Sie hat außerdem gelernt, der Natur mit Respekt zu begegnen, also keinen Müll im Wald zurück zu lassen oder nicht aus einer Laune heraus die Blätter von den Bäumen oder Büschen zu reißen. Die Gruppe hatte verschiedene Plätze zum spielen zum Beispiel einen besonders sonnigen Platz oder das eingerichtete "Waldsofa". Hier wurde unter anderem eine Seilschaukel aufgehängt und dank elterlicher Mitarbeit ein umliegender Holzstamm zum Zug umfunktioniert. Zum Schutz bei besonders schlechtem Wetter wurde eine Plane in den Bäumen befestigt und ab und zu schaute auch der heimische Förster mal bei den Waldwichteln vorbei, um nach dem Rechten zu sehen und den Kindern von seiner Arbeit zu berichten.

Im Laufe des Vormittags blieb aber auch genug Zeit für das freie Spielen, das heißt sich selbst beschäftigen mit den vorhandenen Gegenständen wie Laub, Steine oder Stöcke und seiner Fantasie freien Lauf zu lassen. Außerdem wurden auch die im Kindergarten begonnenen Themen weiter bearbeitet, zuletzt ging es um das Leben und Aussehen der Indianer. An den Waldtagen wurde ein Tippi gebaut, ein Totem errichtet und mit selbstgemachter Indianerschminke wurde gegenseitig die Stammesbemalung aufgetragen. Dem besonderen Engagement der Erzieherinnen ist es zu verdanken, dass die Kinder zweimal von einer Indianerfrau besucht wurden. Sie berichtet aus dem harten Leben der Indianer und die Kinder hörten ihr gebannt zu. Jedes Kind bekam außerdem einen oftmals sehr passenden, indianischen Namen wie zum Beispiel kuschelnder Hase oder schneller Wind.

An manchen Tagen, wenn es besonders kalt oder regenreich war, hat mich das schlechte Gewissen den Vormittag über begleitet und die Frage: Sitzt sie im Wald und friert?!

Weit gefehlt! Meine Tochter empfing mich mittags mit roten Backen, warmen Händen und Füßen, und berichtet mit leuchtenden Augen, wie oft sie an einem Januarvormittag den nahen Wasserbehälter mit ihrem Poporutscher herunter gesaust war! Und auf meine Frage an einem anderen Tag, ob der Regen nicht gestört hätte, meinte sie nur: "Mama, ich bin doch ein Waldkind, mir macht das nix aus!!"

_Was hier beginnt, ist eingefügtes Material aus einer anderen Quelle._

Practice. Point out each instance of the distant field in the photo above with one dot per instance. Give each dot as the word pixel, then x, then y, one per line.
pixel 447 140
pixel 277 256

Das Frühjahr oder der Herbst stellten für mich, mein Auto und auch die Waschmaschine nochmal eine besonders harte Zeit dar. Dann kamen die Wichtel nämlich oftmals dreckig von Kopf bis Fuß (und das nicht nur sprichwörtlich! ), mit einer schmierig, braunen Matschschicht versehen aus dem Wald. Große Handtücher lagen dann immer zum Schutz in meinem Auto und ich habe meine Tochter zu Hause noch VOR der Tür bis auf die Unterwäsche ausgezogen! Die Matschhosen und Schuhe wurden zum Trocknen aufgehängt, ehe die Kleidung dann - NACH entfernen der großen Dreckklumpen - den direkten Weg in die Waschmaschinen fand.

Mein Fazit nach diesen Jahren als Waldwichtel-Mama ist aber durchweg positiv.

Es hat meiner Tochter nicht geschadet, an kalten oder nassen Tagen für ein paar Stunden draußen zu sein, sich richtig dreckig zu machen und ihre Kondition zu trainieren. Sie hat viel gelernt in dieser Waldzeit, von der sie hoffentlich noch lange profitieren wird. Denn auch ihr kleiner Bruder ist nun ein begeisterter Waldwichtel!
Und ich bin seehr froh, dass ich diese Wäscheberge nicht wie früher mit der Hand waschen musste, denn das hätte ich sicher nicht geschafft!